It sounds to me as if Golem has a problem something like:
He’s writing something like an effects editor for online compositing (say, for a TV station).
He uses a particle system.
Particles may be spawned by some real-time input (moving cursor around, and whatnot)
Thus, he can’t pre-view effects and run canned, proven-working effects that some artist already tweaked until it was done.
If you don’t have any Z testing, and use specific hardware that you know the statistics of (i e, you specify “always a Radeon X800 XT” or whatever), then using occlusion query is actually probably going to be a pretty decent measurement, for a limited problem such as stated above. You might want to add the total size of all textures bound during the frame, too, for an additional input to the estimate.

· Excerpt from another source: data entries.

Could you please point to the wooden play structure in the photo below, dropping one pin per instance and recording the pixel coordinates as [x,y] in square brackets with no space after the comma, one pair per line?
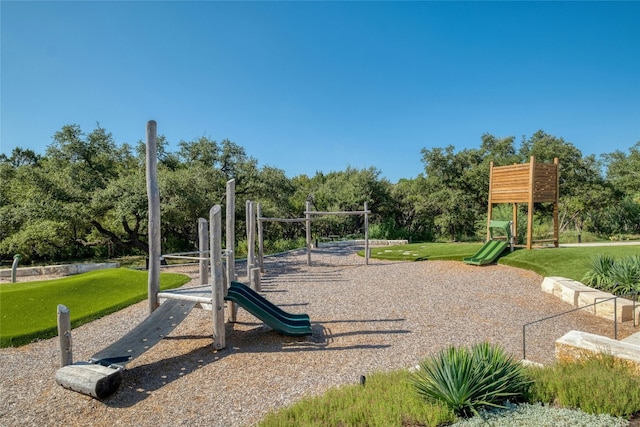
[528,183]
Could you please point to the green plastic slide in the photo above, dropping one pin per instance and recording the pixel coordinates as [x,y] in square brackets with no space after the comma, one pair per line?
[488,253]
[272,315]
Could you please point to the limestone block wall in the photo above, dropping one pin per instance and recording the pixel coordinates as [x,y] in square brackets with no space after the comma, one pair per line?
[597,302]
[576,344]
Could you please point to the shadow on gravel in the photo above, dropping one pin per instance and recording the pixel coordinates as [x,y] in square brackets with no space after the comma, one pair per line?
[141,381]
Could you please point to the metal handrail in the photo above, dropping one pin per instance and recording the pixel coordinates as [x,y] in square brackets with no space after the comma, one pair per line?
[615,317]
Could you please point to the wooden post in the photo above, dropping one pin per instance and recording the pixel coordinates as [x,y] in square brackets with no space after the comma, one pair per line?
[254,279]
[514,228]
[14,267]
[366,234]
[251,236]
[532,180]
[308,229]
[231,242]
[153,196]
[64,336]
[217,279]
[490,208]
[260,239]
[203,247]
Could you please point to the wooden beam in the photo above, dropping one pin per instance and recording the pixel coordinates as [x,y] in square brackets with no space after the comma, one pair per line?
[153,196]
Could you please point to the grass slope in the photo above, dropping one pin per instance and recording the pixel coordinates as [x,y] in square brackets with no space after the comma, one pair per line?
[571,263]
[426,251]
[28,310]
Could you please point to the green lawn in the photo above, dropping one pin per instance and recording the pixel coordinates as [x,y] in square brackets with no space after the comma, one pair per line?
[571,263]
[28,309]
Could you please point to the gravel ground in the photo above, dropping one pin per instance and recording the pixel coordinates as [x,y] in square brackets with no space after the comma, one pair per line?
[379,317]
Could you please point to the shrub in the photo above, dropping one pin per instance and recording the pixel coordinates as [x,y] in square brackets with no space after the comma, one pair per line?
[467,380]
[599,273]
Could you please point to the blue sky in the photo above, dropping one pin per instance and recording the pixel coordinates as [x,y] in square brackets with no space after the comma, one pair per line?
[321,86]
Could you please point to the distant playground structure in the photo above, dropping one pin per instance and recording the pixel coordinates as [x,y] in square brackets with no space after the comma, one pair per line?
[101,375]
[310,216]
[528,183]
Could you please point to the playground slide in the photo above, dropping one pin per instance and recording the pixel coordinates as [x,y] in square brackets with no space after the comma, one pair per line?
[272,315]
[102,374]
[488,253]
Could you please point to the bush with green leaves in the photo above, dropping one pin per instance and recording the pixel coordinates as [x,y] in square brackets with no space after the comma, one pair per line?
[470,379]
[619,276]
[596,384]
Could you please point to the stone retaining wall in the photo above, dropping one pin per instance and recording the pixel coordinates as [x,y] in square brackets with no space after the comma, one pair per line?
[576,344]
[59,270]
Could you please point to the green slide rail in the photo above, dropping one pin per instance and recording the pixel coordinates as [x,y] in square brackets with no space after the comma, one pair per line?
[491,250]
[278,319]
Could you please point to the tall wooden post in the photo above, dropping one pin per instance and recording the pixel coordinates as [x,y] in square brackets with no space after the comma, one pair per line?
[153,195]
[260,238]
[217,278]
[532,180]
[203,247]
[64,335]
[251,236]
[490,208]
[514,228]
[230,230]
[556,224]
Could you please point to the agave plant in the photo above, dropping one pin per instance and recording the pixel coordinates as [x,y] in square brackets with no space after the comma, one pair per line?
[467,380]
[599,274]
[625,274]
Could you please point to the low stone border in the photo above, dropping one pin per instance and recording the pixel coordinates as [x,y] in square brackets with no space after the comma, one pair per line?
[576,344]
[579,295]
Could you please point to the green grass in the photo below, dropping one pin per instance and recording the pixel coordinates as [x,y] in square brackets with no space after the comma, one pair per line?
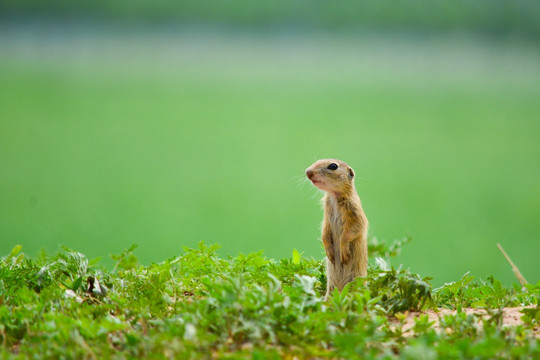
[201,305]
[97,156]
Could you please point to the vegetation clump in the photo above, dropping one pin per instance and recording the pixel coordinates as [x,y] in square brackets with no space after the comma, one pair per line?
[200,305]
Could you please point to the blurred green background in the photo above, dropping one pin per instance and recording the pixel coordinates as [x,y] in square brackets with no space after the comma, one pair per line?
[167,123]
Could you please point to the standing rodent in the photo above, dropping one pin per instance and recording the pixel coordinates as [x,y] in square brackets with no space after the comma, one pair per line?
[344,228]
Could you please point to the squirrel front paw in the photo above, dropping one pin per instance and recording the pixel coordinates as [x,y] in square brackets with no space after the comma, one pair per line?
[345,254]
[331,255]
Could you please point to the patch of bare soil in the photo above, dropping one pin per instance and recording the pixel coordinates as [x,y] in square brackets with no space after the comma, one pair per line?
[511,317]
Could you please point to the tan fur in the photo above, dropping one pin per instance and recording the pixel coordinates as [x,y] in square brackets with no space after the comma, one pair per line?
[344,228]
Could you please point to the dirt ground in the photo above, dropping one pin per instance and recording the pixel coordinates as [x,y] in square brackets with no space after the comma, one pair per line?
[511,317]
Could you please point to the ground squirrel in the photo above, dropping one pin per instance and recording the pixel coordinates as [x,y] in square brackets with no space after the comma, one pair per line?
[344,227]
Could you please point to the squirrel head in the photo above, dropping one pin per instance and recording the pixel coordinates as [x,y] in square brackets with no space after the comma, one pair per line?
[331,175]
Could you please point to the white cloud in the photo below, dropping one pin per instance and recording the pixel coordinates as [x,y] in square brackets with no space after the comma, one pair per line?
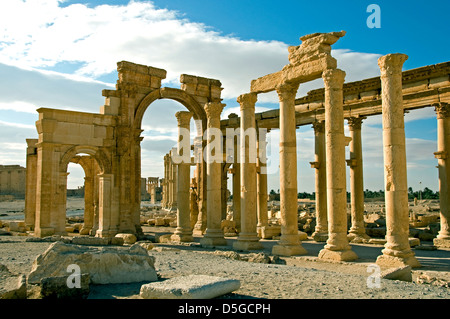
[36,36]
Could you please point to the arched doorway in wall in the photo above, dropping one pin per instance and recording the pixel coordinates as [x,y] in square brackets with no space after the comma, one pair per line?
[98,210]
[83,195]
[159,127]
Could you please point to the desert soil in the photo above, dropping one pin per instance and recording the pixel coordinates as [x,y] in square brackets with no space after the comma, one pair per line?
[299,278]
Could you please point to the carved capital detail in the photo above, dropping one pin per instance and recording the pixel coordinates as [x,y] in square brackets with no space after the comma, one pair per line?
[442,110]
[319,126]
[183,118]
[213,110]
[354,123]
[247,100]
[391,64]
[287,91]
[333,78]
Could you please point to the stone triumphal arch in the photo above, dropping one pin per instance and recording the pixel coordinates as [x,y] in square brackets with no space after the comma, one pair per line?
[107,146]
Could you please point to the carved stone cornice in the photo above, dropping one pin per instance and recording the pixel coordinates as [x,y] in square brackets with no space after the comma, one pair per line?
[183,118]
[442,110]
[287,91]
[213,110]
[354,123]
[247,100]
[333,78]
[319,126]
[391,64]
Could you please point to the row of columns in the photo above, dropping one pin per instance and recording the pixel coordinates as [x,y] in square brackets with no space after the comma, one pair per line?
[330,171]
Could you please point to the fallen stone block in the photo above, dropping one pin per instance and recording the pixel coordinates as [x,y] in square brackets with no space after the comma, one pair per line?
[190,287]
[128,239]
[425,247]
[105,265]
[413,242]
[63,287]
[11,285]
[89,240]
[400,273]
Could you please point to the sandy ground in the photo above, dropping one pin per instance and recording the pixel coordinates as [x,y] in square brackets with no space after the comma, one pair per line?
[302,277]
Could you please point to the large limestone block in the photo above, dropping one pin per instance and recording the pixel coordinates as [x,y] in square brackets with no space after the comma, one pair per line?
[189,287]
[11,285]
[105,265]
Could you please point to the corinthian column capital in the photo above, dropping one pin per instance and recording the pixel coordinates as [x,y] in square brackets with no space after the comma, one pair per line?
[354,123]
[333,78]
[287,91]
[183,118]
[442,110]
[247,100]
[391,63]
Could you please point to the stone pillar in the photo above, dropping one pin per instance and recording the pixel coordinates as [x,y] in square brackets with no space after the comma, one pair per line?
[443,153]
[106,182]
[321,231]
[337,247]
[164,184]
[397,251]
[237,185]
[261,184]
[248,237]
[183,233]
[357,231]
[213,234]
[30,190]
[289,243]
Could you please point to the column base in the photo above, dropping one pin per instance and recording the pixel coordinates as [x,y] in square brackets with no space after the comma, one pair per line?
[212,238]
[268,232]
[319,237]
[288,250]
[247,242]
[44,232]
[337,255]
[442,242]
[85,231]
[394,262]
[181,238]
[357,237]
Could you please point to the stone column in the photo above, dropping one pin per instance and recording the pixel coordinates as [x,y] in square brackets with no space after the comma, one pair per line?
[31,179]
[237,185]
[164,184]
[106,181]
[357,231]
[289,243]
[248,237]
[183,233]
[337,247]
[443,139]
[397,251]
[321,231]
[213,234]
[261,185]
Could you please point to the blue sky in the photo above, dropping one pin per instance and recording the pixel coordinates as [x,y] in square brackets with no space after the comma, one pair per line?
[65,55]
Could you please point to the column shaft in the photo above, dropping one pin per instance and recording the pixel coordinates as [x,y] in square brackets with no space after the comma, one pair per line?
[357,231]
[248,238]
[289,243]
[397,251]
[213,234]
[337,247]
[183,233]
[321,231]
[443,139]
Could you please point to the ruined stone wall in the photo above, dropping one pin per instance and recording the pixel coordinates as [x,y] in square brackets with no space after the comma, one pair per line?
[12,180]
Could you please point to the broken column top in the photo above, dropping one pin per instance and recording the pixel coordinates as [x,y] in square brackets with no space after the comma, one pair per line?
[306,62]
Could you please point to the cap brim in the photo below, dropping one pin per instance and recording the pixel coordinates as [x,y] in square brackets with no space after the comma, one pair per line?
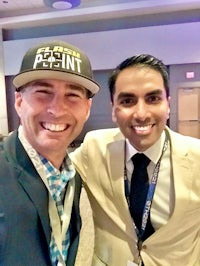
[26,77]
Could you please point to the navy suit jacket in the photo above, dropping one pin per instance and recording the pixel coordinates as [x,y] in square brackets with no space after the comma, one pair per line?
[24,220]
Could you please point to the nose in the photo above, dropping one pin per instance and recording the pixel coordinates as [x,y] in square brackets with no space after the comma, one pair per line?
[57,107]
[141,110]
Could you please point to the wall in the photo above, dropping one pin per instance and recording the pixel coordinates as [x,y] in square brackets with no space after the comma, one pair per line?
[174,44]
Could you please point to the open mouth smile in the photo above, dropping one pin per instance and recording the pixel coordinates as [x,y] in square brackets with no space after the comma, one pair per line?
[54,127]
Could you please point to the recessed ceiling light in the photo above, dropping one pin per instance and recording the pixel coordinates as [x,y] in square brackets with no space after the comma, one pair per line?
[62,4]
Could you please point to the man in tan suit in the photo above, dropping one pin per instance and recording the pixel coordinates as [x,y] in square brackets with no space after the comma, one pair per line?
[140,100]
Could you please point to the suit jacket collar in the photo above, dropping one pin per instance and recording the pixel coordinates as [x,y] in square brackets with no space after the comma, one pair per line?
[29,179]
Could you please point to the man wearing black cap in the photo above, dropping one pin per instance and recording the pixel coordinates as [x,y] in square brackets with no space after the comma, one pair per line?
[39,194]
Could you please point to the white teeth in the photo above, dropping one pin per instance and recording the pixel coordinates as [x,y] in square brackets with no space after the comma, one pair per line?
[54,127]
[142,128]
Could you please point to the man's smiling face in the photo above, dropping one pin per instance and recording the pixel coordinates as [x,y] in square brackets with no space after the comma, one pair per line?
[140,105]
[52,113]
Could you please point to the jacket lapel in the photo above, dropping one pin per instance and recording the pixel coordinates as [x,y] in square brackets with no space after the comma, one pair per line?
[115,160]
[29,179]
[181,172]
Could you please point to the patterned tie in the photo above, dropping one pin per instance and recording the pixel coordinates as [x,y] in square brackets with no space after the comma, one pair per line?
[139,189]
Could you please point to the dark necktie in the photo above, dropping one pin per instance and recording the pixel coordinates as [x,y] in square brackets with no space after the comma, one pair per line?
[139,190]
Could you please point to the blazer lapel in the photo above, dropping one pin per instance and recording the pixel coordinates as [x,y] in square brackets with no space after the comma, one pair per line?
[181,172]
[115,161]
[29,179]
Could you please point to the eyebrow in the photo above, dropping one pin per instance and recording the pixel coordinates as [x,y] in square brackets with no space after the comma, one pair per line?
[128,94]
[49,85]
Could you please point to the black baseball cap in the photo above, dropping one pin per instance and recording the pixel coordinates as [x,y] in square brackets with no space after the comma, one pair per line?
[56,60]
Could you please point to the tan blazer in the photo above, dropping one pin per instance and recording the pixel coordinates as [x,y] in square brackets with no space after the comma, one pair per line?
[100,162]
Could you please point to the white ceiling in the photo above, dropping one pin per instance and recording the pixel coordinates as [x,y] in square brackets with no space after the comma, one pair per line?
[93,15]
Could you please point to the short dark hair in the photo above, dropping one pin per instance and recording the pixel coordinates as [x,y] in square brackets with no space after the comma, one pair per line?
[143,60]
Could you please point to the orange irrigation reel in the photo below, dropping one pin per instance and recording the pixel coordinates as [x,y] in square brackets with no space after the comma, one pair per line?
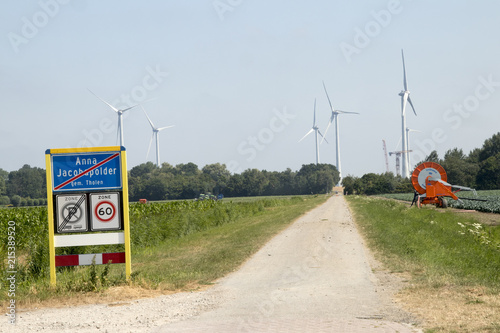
[429,181]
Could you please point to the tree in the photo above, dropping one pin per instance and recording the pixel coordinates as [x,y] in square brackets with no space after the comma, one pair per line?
[142,169]
[254,181]
[189,169]
[488,175]
[219,174]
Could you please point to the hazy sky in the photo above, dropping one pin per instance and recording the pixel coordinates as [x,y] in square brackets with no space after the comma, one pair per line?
[238,78]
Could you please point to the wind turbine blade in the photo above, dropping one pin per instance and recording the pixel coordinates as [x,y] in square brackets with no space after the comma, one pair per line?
[118,130]
[340,111]
[409,101]
[129,108]
[310,131]
[323,137]
[405,85]
[329,102]
[149,147]
[150,122]
[162,128]
[111,106]
[327,127]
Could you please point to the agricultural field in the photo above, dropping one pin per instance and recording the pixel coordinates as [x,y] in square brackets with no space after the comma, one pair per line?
[491,205]
[154,227]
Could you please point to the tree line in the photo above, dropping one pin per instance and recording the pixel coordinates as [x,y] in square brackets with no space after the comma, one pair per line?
[27,186]
[187,181]
[480,169]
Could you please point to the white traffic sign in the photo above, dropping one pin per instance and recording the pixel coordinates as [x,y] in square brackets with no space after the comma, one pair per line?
[105,211]
[71,213]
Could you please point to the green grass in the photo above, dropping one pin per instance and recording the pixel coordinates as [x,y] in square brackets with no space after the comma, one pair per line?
[203,257]
[174,246]
[430,243]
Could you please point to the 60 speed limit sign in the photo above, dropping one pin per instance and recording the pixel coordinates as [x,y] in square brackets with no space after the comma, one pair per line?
[105,211]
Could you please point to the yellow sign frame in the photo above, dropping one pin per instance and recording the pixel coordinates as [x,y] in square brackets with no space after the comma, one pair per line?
[50,203]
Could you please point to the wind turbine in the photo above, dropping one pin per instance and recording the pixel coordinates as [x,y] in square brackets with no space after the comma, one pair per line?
[316,130]
[405,96]
[408,130]
[120,120]
[334,117]
[156,134]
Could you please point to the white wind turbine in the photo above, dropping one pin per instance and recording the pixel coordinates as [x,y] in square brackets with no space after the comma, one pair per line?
[120,120]
[405,96]
[334,117]
[316,130]
[408,130]
[156,134]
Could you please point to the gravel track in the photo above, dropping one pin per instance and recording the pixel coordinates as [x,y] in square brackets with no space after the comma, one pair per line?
[316,276]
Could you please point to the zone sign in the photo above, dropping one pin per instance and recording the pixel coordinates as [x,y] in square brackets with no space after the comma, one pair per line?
[105,211]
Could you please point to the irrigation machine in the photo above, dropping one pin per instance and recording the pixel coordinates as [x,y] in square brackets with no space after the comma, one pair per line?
[429,180]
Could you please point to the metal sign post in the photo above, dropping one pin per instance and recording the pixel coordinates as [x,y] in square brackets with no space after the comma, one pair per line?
[87,194]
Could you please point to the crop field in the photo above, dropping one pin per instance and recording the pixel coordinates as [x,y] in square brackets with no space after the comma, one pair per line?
[153,225]
[491,205]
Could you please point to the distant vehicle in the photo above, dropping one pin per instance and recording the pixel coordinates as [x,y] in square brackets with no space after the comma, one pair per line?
[207,196]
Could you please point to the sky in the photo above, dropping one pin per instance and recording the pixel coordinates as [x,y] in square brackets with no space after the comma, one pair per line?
[238,79]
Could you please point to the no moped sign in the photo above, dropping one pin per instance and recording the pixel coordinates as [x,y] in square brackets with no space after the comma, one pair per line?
[105,211]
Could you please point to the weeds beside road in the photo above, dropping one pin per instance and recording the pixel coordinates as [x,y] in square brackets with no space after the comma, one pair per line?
[453,263]
[175,246]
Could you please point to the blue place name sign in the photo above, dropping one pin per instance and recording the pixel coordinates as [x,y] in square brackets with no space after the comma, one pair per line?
[86,171]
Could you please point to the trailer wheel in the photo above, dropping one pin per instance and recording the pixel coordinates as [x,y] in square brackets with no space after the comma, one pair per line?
[443,203]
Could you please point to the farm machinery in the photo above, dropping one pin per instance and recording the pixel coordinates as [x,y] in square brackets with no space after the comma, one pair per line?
[429,180]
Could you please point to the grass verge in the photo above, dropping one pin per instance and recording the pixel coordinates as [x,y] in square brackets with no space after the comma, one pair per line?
[452,262]
[197,248]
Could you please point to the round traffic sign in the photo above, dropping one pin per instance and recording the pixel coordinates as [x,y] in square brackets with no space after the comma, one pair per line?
[105,211]
[72,212]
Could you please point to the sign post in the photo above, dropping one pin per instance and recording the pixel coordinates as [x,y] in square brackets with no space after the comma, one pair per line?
[87,196]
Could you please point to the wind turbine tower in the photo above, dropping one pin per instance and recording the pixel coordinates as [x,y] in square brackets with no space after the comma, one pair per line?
[316,131]
[156,134]
[405,96]
[334,117]
[408,130]
[119,112]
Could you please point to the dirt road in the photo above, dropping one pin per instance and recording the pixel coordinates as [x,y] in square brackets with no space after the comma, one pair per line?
[316,276]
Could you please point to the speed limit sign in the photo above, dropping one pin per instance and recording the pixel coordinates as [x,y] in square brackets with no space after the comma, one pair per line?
[105,211]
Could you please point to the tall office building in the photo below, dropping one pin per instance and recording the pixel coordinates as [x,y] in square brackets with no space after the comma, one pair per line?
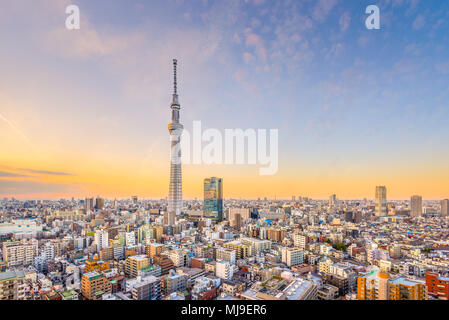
[213,198]
[381,201]
[99,203]
[444,208]
[416,206]
[175,128]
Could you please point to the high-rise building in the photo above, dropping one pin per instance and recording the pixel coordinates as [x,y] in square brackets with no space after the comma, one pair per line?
[148,288]
[134,264]
[13,285]
[101,239]
[416,206]
[437,286]
[20,253]
[154,249]
[89,204]
[99,203]
[213,198]
[444,208]
[381,201]
[169,218]
[94,285]
[292,256]
[224,270]
[175,128]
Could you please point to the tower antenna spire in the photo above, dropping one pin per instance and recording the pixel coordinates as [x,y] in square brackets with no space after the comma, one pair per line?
[175,82]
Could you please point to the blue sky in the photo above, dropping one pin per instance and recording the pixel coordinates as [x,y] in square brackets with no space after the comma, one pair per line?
[347,101]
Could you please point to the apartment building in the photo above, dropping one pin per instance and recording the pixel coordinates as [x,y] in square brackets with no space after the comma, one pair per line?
[134,264]
[94,285]
[18,253]
[12,285]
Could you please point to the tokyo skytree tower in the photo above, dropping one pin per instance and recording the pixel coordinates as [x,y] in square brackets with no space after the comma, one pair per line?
[175,128]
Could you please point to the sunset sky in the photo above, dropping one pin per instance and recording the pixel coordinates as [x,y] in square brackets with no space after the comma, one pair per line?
[85,112]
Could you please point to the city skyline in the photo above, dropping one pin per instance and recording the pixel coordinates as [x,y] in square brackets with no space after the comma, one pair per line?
[83,112]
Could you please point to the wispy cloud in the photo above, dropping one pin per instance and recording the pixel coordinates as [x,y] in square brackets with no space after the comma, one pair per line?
[45,172]
[4,174]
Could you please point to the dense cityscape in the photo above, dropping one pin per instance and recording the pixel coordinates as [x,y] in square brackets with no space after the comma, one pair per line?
[91,246]
[225,249]
[261,249]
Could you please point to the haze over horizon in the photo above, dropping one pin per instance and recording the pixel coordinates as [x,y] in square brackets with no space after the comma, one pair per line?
[85,112]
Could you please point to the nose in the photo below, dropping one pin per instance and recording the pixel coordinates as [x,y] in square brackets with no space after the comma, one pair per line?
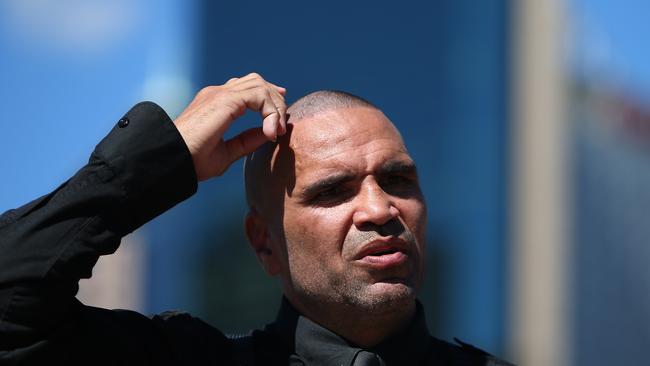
[374,207]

Another measurement might be to just add up all visible particles, weighted by one over distance from camera; this is similar to calculating area filled on the CPU, but a little lighter on the CPU cycle consumption.
If you cannot specify the hardware in use, then you have another problem: even if you get a good measurement of pixels rendered, you don’t know how much would be too much for the card in use at runtime. Thus, you’d have to start by doing some kind of profiling, so you know what to shoot for.
One additional caveat: reading back a query result means that you serialize the GPU up to the point of the query. Thus, you may get reduced CPU/GPU parallelism by doing it that way. That may be OK, depending on the application. Summing up all particles, weighted by one over distance to camera, causes no serialization, and if you’re GPU limited, the CPU may be there for “free”, so it’s worth considering.